In a major speech on security issues, Home Secretary John Reid warned that the threat from terrorists remains strong, and called for all citizens to remain alert to the possibility of terrorist activity in their communities.

Calling this an 'age of uncertainty' Home Secretary Reid said police and security services are working non-stop to prevent another terrorist attack, but that they cannot do it alone. 'While I am confident that the security services and police will deliver 100% effort and 100% dedication,' he said, 'they cannot guarantee 100% success'.

If more violent attacks on UK citizens are to be stopped, the public, corporations - everyone - will have to do its part to help, he said.

He called on the public to do all it can to  stay alert and notify authorities of any suspicious activity, and warned: 'We are probably in the most sustained period of severe threat since the end of World War II.'

Post-Cold War confusion

Dr Reid said that much of the international problems that confront us now are part of a chain reaction set off by the end of the Cold War. The subsequent porous borders, failed states, civil wars and ethnic tensions made the world a very dangerous place. And globalisation ensures that decisions taken on the other side of the globe can have immediate impact right here at home.

The mass migration of recent years that concerns so many people brings big benefits, but also huge challenges, he said, and the sheer volume of international migration to and from the UK can 'carry insecurity into the heart of our communities.'

The government works very hard to ensure that genuine asylum seekers who really do need help are allowed to stay and start new lives here, but the system is plagued by fakes, many of them with dangerous agendas, and they use the country's free and open system to help with their plots. The new threat to the UK, the Home Secretary said, comes not from fascist nations but from fascist individuals who are not bound by international laws or treaties, but operate as freelance criminals.

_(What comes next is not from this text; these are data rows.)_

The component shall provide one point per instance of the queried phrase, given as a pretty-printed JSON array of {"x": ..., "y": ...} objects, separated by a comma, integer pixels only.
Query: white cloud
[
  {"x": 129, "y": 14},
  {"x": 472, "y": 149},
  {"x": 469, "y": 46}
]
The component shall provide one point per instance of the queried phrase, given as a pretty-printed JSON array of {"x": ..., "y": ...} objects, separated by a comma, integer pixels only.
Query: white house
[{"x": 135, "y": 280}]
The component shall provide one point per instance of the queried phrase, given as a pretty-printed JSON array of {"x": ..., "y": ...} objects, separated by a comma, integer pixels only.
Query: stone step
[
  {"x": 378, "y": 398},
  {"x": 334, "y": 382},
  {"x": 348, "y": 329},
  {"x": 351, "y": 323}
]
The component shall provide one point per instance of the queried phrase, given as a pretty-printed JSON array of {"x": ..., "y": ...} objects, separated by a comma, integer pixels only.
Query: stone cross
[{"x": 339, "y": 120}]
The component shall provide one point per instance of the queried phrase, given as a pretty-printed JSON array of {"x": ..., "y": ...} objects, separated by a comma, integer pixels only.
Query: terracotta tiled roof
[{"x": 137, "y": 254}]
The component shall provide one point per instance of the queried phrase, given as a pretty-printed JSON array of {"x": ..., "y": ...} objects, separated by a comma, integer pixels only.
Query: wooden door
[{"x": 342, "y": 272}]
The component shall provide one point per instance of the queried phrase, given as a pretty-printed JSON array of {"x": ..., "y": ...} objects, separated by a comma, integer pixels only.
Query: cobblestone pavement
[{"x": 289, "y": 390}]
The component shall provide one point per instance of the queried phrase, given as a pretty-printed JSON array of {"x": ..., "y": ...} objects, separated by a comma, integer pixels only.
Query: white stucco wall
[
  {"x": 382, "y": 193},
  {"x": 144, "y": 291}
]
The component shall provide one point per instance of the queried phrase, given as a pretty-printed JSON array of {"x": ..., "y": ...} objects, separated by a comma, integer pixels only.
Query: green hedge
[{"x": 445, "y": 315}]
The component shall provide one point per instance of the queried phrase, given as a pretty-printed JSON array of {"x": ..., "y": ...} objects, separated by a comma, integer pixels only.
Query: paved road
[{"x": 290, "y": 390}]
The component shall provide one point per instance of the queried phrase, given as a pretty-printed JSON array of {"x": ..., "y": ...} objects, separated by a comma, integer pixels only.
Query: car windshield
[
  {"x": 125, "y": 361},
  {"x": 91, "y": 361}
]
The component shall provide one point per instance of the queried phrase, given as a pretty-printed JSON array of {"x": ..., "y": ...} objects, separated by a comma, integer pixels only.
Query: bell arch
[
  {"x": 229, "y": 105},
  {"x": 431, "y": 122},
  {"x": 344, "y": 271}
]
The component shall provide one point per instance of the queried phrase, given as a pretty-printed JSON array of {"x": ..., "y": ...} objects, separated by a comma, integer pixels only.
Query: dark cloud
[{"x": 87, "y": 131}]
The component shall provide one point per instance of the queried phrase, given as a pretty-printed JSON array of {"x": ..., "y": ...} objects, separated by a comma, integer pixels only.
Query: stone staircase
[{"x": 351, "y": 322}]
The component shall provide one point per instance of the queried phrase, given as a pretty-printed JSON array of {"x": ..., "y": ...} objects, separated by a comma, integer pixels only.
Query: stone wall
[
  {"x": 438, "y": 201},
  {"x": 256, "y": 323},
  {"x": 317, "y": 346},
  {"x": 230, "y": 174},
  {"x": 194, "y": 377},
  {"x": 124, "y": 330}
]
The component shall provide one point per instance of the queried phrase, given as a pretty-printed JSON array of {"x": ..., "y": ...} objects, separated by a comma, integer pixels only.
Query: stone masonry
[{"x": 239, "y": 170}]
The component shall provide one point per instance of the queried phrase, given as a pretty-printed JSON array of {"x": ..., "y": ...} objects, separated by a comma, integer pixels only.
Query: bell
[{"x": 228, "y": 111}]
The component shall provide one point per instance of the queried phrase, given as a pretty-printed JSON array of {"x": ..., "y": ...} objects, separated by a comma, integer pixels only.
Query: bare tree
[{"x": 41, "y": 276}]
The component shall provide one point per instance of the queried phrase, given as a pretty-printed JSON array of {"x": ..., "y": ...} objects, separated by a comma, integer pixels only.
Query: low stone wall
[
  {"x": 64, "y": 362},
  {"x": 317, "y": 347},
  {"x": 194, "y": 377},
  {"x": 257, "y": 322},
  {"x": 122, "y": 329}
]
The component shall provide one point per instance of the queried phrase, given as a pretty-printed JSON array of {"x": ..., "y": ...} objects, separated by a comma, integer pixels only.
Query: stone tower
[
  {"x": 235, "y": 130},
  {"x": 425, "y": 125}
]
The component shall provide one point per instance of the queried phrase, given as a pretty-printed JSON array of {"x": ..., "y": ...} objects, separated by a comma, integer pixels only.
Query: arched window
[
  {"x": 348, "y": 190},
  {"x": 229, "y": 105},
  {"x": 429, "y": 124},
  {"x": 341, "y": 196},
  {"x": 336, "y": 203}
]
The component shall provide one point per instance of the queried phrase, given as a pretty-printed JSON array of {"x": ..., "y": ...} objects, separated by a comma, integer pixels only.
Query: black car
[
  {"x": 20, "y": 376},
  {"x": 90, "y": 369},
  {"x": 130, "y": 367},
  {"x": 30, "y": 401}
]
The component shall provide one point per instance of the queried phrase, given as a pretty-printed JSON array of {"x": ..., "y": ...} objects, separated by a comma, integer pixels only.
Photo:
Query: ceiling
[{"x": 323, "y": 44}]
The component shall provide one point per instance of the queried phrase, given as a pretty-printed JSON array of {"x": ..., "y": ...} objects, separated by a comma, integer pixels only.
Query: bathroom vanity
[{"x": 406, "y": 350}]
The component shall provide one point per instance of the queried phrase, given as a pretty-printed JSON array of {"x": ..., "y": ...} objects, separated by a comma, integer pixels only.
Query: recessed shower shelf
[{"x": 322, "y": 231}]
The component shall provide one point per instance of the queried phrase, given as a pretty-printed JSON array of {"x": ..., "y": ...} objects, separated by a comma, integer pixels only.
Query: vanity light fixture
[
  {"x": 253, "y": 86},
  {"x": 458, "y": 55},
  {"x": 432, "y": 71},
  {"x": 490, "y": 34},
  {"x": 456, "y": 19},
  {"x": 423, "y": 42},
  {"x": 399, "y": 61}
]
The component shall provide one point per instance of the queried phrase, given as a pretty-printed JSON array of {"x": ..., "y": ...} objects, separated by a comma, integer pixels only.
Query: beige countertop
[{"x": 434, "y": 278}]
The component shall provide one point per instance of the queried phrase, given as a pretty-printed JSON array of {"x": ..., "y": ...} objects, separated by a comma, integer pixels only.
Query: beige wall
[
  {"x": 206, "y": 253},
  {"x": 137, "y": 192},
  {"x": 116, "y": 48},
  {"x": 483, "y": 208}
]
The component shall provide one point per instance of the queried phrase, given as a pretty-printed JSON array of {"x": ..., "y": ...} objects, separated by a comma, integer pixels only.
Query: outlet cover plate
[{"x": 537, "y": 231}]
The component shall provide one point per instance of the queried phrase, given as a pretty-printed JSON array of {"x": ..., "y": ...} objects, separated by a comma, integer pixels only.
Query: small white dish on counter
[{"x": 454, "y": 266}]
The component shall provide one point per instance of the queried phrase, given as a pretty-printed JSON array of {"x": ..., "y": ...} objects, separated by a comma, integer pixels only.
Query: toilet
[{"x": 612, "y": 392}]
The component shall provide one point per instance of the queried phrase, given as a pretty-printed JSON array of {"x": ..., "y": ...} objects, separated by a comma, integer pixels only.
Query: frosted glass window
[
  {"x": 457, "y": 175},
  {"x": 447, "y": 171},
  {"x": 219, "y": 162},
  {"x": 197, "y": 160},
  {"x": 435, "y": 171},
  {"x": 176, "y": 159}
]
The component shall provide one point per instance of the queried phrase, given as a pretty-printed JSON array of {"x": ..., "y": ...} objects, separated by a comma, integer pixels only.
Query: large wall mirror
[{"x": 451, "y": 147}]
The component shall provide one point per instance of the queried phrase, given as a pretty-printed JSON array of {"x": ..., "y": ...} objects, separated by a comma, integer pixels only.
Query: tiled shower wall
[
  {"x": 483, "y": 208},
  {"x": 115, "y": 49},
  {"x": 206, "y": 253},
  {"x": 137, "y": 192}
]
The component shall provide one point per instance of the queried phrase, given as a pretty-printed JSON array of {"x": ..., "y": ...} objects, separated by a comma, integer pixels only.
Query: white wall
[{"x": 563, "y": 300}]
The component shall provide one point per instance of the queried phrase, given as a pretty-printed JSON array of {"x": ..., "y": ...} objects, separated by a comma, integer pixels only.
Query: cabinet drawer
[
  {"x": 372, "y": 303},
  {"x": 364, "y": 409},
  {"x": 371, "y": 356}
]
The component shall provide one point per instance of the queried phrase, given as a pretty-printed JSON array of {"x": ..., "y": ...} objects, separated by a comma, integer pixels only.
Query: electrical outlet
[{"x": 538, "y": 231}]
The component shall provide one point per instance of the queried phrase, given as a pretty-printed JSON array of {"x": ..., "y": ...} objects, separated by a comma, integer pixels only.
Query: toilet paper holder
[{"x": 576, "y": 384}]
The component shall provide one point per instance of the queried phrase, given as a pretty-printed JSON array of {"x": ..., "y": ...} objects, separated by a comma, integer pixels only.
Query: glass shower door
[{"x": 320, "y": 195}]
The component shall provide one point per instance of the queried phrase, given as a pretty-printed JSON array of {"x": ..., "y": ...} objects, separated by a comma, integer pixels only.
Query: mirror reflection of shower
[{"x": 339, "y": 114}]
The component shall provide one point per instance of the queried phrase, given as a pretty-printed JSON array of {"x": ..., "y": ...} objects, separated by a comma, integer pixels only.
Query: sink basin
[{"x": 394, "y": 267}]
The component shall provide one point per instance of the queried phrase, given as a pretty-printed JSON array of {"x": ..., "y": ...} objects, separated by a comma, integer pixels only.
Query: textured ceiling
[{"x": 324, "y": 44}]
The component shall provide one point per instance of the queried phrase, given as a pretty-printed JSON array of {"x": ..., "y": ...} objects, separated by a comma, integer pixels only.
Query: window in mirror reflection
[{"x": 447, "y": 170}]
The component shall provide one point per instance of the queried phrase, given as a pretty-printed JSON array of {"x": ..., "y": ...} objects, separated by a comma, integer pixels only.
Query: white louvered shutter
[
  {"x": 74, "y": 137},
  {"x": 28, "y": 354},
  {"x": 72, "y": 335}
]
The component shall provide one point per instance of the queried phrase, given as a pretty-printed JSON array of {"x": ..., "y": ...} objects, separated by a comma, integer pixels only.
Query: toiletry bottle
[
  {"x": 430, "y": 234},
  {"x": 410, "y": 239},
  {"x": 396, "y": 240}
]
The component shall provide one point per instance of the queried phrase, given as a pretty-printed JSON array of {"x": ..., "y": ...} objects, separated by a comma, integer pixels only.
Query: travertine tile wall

Let's talk about immigration

Dr Reid called for an end to the notion that even just talking about immigration is racist, and he urged people to take part in a national discussion on the benefits and costs of a growing multi-national UK population.

'We need to have a mature discussion about all of this,' he said, in order to prevent this critical issue from being used as a political football by those with ulterior political motives.

In this conversation, he said, every citizen will ultimately have to answer these questions: How much of a price are we willing to pay for our own security?  Or for the preservation of our freedom? How much will we pay as a nation if we make the wrong choices?